I agree with this as well which is why i use minimal sedation (ie oral valium). I have had more than one patient who seemed to have an unusual response during needle placement/contrast injection. I quickly withdrew the needle. I do not feel that I would have had this information with deep sedation. I cant bill 99144 but I dont care.
 
that's why i don't sedate >99% of my cases...
 
I understand that one should never spear the nerve during needle placement but it seems reasonable to me (and perhaps I am wrong) that when advancing the needle mm by mm into it's final location a slight concordant paresthesia is appropriate followed by needle withdraw and injection. It also seems reasonable to me that when injecting some discomfort is expected but it should not be intolerable and you should never inject forcefully. I have plenty of patients that complain of uncomfortable pain during interlaminar esi's (with no herniated disc or other major pathology).
 
I understand that one should never spear the nerve during needle placement but it seems reasonable to me (and perhaps I am wrong) that when advancing the needle mm by mm into it's final location a slight concordant paresthesia is appropriate followed by needle withdraw and injection. It also seems reasonable to me that when injecting some discomfort is expected but it should not be intolerable and you should never inject forcefully. I have plenty of patients that complain of uncomfortable pain during interlaminar esi's (with no herniated disc or other major pathology).

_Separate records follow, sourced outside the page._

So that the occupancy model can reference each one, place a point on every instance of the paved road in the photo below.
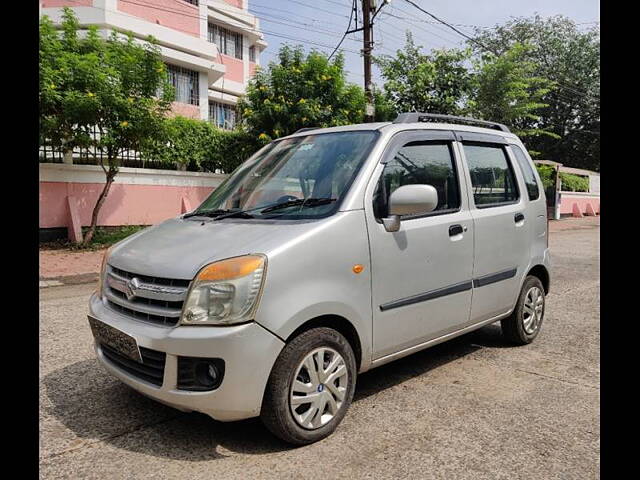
(470, 408)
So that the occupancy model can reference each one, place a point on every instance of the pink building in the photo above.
(210, 46)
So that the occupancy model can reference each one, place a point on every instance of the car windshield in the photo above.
(300, 177)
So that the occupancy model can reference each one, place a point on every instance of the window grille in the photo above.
(185, 82)
(222, 115)
(228, 42)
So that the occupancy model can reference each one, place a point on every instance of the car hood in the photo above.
(179, 248)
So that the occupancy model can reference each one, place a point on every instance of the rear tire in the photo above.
(296, 377)
(523, 325)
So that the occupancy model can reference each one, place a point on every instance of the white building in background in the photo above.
(211, 47)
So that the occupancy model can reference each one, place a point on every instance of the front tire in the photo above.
(523, 325)
(310, 387)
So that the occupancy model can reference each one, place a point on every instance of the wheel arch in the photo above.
(338, 323)
(541, 272)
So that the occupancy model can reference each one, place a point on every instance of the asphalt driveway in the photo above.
(470, 408)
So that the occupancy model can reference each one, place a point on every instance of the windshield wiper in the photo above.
(205, 213)
(303, 202)
(219, 214)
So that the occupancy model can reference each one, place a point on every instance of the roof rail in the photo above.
(414, 117)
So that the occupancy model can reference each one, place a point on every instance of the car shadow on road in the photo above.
(96, 406)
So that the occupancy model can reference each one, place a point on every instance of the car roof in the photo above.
(391, 128)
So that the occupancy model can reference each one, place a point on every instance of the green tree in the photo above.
(438, 82)
(111, 85)
(300, 91)
(571, 59)
(198, 145)
(506, 90)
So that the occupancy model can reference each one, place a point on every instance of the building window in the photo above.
(222, 115)
(228, 42)
(186, 84)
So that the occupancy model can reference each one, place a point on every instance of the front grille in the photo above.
(151, 369)
(171, 282)
(146, 317)
(142, 297)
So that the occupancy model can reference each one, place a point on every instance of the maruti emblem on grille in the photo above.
(131, 287)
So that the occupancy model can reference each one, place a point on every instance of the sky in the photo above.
(320, 24)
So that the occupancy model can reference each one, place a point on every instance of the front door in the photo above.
(421, 274)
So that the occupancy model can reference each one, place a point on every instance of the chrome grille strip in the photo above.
(147, 290)
(150, 309)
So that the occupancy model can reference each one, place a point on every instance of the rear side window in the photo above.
(419, 162)
(492, 176)
(527, 173)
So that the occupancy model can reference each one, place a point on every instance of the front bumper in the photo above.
(249, 352)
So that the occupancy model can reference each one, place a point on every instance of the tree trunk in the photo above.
(96, 210)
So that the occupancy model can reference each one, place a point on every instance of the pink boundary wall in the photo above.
(137, 197)
(125, 204)
(579, 205)
(181, 16)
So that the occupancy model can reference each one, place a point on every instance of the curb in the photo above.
(81, 279)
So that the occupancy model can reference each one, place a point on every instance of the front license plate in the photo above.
(119, 341)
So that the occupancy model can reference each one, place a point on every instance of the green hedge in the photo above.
(570, 181)
(547, 175)
(574, 183)
(197, 145)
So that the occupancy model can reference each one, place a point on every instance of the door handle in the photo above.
(455, 230)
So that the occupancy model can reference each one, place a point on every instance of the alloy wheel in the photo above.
(318, 388)
(533, 310)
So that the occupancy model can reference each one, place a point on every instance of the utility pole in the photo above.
(367, 44)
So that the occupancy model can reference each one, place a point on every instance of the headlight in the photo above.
(225, 292)
(103, 270)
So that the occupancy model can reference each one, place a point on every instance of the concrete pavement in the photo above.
(471, 408)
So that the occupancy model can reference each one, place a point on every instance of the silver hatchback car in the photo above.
(327, 253)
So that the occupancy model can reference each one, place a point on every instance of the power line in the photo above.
(471, 39)
(346, 32)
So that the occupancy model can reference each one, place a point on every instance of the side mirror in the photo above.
(409, 200)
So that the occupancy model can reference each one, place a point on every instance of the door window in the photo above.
(492, 176)
(428, 163)
(527, 173)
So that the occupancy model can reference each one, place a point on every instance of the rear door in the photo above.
(421, 274)
(501, 224)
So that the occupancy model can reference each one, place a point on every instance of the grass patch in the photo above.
(103, 238)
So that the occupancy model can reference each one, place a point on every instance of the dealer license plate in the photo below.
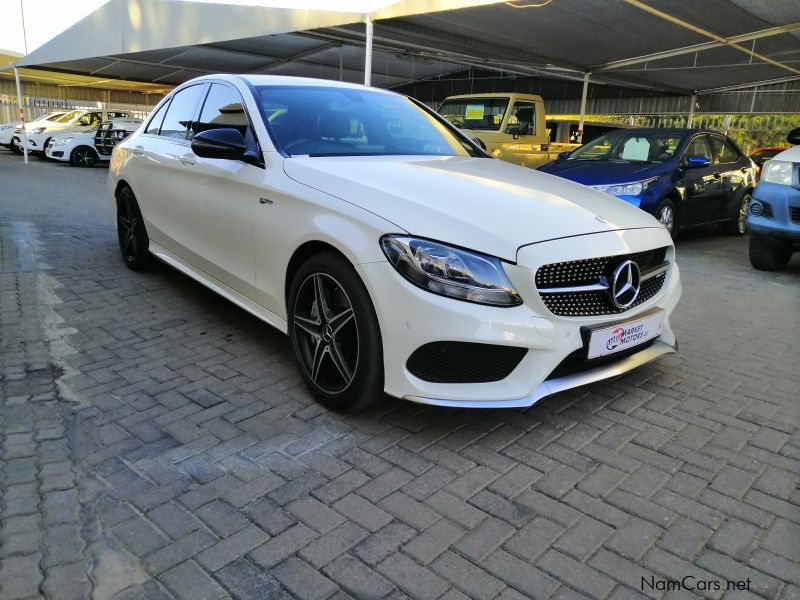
(623, 336)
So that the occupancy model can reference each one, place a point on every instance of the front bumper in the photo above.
(779, 220)
(411, 317)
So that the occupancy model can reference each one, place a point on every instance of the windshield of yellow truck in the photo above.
(482, 114)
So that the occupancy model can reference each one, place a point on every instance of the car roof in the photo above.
(668, 130)
(288, 81)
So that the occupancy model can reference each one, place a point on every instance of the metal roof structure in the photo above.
(663, 45)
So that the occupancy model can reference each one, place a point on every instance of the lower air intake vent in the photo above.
(464, 362)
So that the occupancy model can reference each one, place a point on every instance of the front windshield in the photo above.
(480, 114)
(650, 147)
(332, 121)
(67, 117)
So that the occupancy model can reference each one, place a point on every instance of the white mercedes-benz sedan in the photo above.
(393, 251)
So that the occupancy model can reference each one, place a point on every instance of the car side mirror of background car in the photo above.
(696, 162)
(225, 143)
(480, 143)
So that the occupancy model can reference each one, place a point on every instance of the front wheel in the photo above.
(667, 215)
(766, 255)
(335, 333)
(83, 156)
(738, 225)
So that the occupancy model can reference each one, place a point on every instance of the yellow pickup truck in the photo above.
(511, 126)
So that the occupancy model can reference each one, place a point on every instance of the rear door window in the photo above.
(179, 122)
(523, 117)
(698, 147)
(724, 151)
(155, 121)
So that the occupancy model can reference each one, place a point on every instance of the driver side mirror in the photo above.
(521, 128)
(225, 143)
(696, 162)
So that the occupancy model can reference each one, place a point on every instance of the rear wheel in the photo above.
(335, 333)
(83, 156)
(738, 225)
(132, 235)
(667, 215)
(767, 255)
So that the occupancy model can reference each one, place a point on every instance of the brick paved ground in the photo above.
(157, 442)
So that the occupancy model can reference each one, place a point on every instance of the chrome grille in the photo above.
(596, 272)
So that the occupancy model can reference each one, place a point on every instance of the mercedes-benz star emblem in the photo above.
(625, 284)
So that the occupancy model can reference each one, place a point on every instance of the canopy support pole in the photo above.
(368, 56)
(21, 116)
(583, 106)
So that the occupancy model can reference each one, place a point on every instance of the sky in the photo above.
(44, 19)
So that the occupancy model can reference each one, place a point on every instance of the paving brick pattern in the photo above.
(157, 442)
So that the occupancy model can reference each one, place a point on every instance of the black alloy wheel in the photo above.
(335, 334)
(667, 215)
(83, 156)
(738, 225)
(133, 240)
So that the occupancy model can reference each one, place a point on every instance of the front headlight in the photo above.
(625, 189)
(449, 271)
(777, 171)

yeah, dude, you're fine and you're not wrong, IMHO. there are some other practitioners on this forum who claim that 95% of the time, their injections are pain-free (paresthesia-free - whatever). i think that is complete BS. i dont think you should necessarily TRY to get paresthesias, but you are injecting fluid right around a nerve that is sometimes in a very tight space (stenosis), they are going to feel it. if you keep withdrawing your needle, a transforaminal very quickly becomes a multifidis injection. as long as you are not intraneural or intravascular, you are ok. sometimes they feel interlaminars as well. thats ok.

abort the procedure if there are paresthesias? what? really? im assuming you still bill for it, though. i really dont think this is a technique issue, but rather our perception.misperception of what the patient is actually feeling.
 
i abort the procedure if the parasthesia persists despite needle repositioning...

similar cases have gone to court and the pain doc got fried for INJECTING despite the persistent complaint of pain --- in that case he did not document in his note that he withdrew the needle before injecting (he just used the template as his note).

this happens VERY rarely (maybe once or twice a year), as most parasthesias abate.
 
yeah, dude, you're fine and you're not wrong, IMHO. there are some other practitioners on this forum who claim that 95% of the time, their injections are pain-free (paresthesia-free - whatever). i think that is complete BS. i dont think you should necessarily TRY to get paresthesias, but you are injecting fluid right around a nerve that is sometimes in a very tight space (stenosis), they are going to feel it. if you keep withdrawing your needle, a transforaminal very quickly becomes a multifidis injection. as long as you are not intraneural or intravascular, you are ok. sometimes they feel interlaminars as well. thats ok.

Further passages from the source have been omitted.